Left-Wing Authoritarianism Doesn't Damn Consequentialism
Forecasting subsequent-order consequences of any policy is challenging, and most people don't even try. Our brains prefer to substitute these tough deliberations with easy questions. For example, in a conversation about minimum wage, people rarely consider the elasticity of labour demand and the resulting employment impact. Instead, they ask themselves if they like the idea of low-skilled workers getting paid more. Most leftists would automatically answer "yes".
When somebody is politically aligned in this way, fondness for government intervention usually drives any initial reaction to a proposed policy. Bryan Caplan argues we can reasonably call this an authoritarian instinct. He goes on to also implicate consequentialism. However, I often find his musings on moral philosophy and free will uncharacteristically naive. Briefly stated: he doesn't consider all the consequences nor the rational assumption that we cannot know them. In such cases relying on heuristics is perfectly justified by Bayesian reasoning.
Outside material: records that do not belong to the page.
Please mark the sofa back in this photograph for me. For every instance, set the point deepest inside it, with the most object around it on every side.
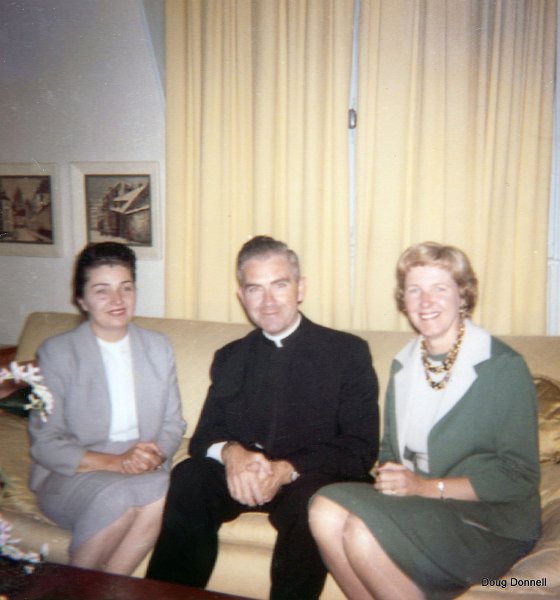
(195, 342)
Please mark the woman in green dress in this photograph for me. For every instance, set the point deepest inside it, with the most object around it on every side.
(456, 498)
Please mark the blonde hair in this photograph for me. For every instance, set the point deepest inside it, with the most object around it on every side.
(449, 258)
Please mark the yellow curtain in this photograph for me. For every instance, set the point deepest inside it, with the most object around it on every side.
(257, 98)
(454, 145)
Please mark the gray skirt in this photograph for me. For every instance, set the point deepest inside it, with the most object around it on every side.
(428, 539)
(87, 503)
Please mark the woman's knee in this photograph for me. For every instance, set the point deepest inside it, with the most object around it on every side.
(326, 516)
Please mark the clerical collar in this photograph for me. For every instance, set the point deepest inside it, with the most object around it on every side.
(277, 339)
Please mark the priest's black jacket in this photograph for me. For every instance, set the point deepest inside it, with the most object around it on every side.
(313, 402)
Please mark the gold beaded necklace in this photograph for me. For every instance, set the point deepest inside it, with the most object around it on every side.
(447, 364)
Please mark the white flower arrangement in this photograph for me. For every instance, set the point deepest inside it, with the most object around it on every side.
(8, 546)
(40, 399)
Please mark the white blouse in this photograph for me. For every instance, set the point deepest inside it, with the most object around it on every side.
(117, 359)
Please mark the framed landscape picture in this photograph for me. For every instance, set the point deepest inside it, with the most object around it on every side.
(118, 202)
(29, 210)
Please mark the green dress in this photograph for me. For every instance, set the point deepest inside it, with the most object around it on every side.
(490, 436)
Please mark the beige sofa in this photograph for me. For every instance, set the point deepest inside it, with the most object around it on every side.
(246, 543)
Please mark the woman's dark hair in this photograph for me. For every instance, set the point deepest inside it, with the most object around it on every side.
(98, 255)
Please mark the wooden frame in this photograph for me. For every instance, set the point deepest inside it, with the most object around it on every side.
(30, 210)
(118, 201)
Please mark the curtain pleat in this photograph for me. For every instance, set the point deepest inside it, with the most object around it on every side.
(454, 145)
(263, 108)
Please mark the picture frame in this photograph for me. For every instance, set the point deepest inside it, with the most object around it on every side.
(118, 201)
(30, 210)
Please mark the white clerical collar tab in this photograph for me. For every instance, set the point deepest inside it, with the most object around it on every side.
(277, 339)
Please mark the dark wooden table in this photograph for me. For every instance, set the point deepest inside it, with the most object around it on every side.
(62, 582)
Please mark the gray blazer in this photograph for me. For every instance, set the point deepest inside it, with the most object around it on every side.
(72, 367)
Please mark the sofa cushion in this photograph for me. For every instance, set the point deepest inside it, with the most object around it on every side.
(548, 394)
(17, 496)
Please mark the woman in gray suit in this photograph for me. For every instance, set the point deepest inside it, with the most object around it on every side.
(101, 461)
(456, 499)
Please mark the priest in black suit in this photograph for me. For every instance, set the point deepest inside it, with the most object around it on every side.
(292, 406)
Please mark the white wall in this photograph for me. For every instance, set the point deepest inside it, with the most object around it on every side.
(80, 80)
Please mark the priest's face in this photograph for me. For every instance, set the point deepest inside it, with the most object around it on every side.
(270, 293)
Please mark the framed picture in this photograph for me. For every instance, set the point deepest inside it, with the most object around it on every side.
(29, 210)
(118, 202)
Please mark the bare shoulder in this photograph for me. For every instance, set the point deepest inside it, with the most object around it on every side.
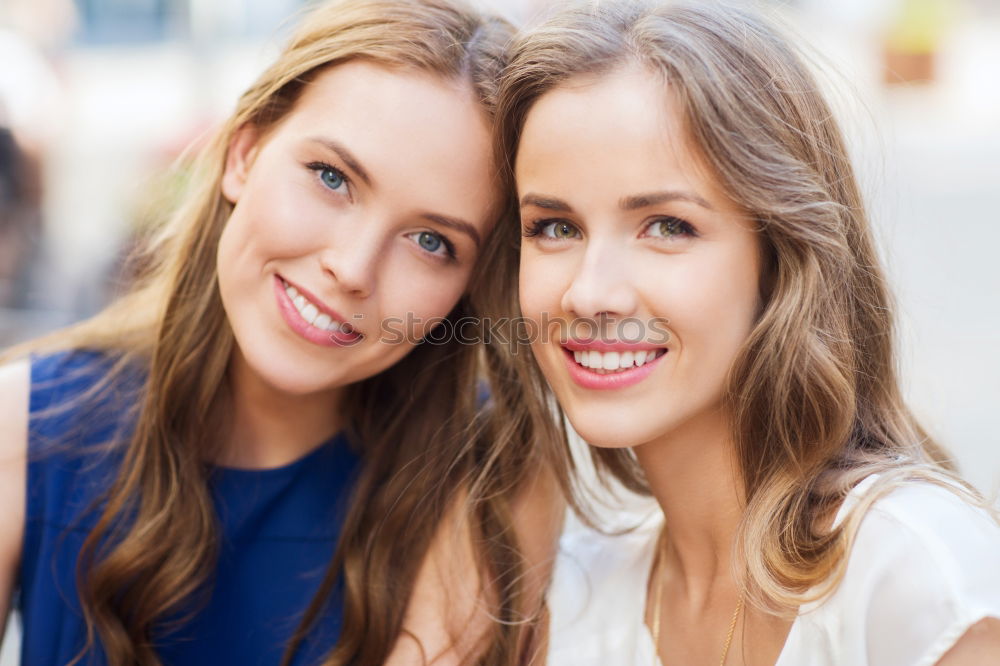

The most annoying argument against consequentialism is the man who turns up to the doctor with five healthy organs that could save the lives of five different people. We're supposed to take for granted that the consequences of killing 1 person and saving 5 people are self-evident. Therefore, this type of reasoning fails. But that's ridiculous. The consequences include all the people who would die because they no longer go to the doctor or trust healthcare.
Any policy justified by consequentialism that fails means that the consequential reasoning was faulty. In that case, as aforementioned, somebody ignorantly assumed it was possible to account for all of the side effects when they should have known better and relied on existing institutions and norms, like "do not give the government power unless it is demonstrably justified".